"Do you not remember that he denounced Desnoyers, the architect of Mont Saint-Michel, as a clerical?"
"I have seen," said Hubert, "his restorations, and they are admirable. When the years will have covered the too fresh richness with its patina, they will be masterpieces marvelously harmonizing with the architectural creations of ancient time. But I believe that it is just because he is a believer that he was able to reconstitute, as much by love as by science, such superb testimonies of a Christian epoch. What would you, a Maecenas was needed and they got a pedant!"
At this moment, Moscowitch found himself face to face with Entragues. The Russian knitted his eyebrows, but a smile, at the same instant, extenuated it:
"My dear, for the moment I renounce my dramatic projects. This damp winter is unfavorable to me, and I am going to pass a few months in the south. Thanks for all your excellent advice.
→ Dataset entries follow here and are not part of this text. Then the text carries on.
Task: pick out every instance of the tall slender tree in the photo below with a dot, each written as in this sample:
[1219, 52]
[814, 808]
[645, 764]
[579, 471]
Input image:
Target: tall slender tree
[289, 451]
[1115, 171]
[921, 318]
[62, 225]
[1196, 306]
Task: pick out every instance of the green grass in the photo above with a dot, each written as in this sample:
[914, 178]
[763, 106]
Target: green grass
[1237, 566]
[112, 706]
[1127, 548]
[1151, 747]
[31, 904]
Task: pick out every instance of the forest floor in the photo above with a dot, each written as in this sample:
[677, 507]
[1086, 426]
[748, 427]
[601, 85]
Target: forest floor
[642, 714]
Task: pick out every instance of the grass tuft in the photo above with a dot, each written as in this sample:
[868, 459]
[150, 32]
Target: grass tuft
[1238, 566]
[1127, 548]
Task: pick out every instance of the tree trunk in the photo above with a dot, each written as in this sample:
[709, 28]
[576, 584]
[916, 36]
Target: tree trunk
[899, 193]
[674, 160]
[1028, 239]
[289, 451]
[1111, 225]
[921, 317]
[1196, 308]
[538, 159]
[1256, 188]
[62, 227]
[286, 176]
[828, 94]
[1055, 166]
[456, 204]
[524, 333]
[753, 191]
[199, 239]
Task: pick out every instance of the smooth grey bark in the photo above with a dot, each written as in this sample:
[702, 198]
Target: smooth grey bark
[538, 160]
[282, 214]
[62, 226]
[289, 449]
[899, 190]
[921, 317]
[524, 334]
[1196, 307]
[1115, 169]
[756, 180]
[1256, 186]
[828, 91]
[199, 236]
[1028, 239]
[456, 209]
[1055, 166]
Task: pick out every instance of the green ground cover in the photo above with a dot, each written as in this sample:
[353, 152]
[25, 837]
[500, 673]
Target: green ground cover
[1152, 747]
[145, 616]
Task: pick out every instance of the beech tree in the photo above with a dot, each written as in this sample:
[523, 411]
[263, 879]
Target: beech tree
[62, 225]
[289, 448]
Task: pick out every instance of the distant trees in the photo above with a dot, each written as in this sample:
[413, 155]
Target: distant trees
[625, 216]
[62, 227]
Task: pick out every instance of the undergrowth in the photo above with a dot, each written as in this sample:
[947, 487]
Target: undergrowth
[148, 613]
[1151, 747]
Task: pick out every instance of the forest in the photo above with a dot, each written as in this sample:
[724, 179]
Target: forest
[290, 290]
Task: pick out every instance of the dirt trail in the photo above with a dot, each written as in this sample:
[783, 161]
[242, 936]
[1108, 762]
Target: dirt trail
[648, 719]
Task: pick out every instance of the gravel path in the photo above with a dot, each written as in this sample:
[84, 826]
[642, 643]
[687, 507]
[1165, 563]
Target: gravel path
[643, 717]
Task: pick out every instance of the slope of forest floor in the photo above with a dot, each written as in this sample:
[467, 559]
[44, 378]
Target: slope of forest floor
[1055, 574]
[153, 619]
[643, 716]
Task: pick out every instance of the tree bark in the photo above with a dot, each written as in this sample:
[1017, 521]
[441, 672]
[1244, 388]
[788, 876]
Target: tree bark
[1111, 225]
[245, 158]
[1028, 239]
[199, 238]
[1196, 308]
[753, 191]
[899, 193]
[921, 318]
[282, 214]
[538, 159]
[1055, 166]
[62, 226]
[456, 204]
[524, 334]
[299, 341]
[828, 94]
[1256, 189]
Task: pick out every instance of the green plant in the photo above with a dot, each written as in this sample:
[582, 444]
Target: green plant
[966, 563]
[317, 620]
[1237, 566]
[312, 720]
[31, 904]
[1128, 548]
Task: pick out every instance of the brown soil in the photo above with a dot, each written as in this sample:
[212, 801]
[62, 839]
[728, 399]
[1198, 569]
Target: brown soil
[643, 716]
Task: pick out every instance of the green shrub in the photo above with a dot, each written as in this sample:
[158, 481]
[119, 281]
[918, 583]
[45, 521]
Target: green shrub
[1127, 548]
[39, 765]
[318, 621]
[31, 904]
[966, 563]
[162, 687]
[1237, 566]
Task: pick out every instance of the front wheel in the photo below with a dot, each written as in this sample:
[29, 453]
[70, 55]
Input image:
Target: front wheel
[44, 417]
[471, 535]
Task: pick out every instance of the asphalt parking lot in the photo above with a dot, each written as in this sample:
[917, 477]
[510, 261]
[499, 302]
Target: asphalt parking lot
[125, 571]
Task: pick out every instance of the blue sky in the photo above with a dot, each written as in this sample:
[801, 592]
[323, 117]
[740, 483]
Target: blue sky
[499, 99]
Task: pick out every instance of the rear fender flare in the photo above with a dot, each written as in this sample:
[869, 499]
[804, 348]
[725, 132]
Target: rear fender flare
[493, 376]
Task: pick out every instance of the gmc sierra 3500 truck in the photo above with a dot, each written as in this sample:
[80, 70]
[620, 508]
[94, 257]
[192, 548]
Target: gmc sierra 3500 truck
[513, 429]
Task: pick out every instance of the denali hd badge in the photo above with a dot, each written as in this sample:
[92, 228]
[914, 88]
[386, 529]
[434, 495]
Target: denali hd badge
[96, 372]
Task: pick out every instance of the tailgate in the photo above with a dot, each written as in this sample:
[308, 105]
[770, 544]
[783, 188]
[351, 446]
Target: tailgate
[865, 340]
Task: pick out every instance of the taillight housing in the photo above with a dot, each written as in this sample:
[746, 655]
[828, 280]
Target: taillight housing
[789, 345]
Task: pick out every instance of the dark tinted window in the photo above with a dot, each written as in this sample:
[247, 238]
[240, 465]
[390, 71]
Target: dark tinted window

They have helped me beyond your hopes."
This tone of haughty irony displeased Entragues, who answered:
"Take care, Monsieur. Are you so sure of being at such a stage where absence cannot injure you? Do you leave with the certainty of receiving letters of recall? Think that more than another I am interested in a denouement to which I have not been a stranger. Calixte, my friend, give Monsieur Moscowitch a commentary of the thirty-fourth chapter of Stendhal. Madame Magne, I think, has a word to tell me, and I am going to her."
He had perceived Sixtine visibly bored by some fool's compliments.
"At least," he thought, "she will be thankful to me for having delivered her."
Moscowitch patiently listened to Calixte whose amusing discourse on discretion yet seemed to him a contrived raillery. During this torture, Hubert sought to resume his interrupted talk with Sixtine. But she was distracted and almost meditative. Hubert related to her the poetry of his desire and she gazed at him, without having the air of understanding. Playing with her dance card, she said:
"You have not even had the idea of putting your name here and I am no longer free. Those who have requested to dance with me will come, each in proper turn, to claim the promised minutes, and, you see, it is full."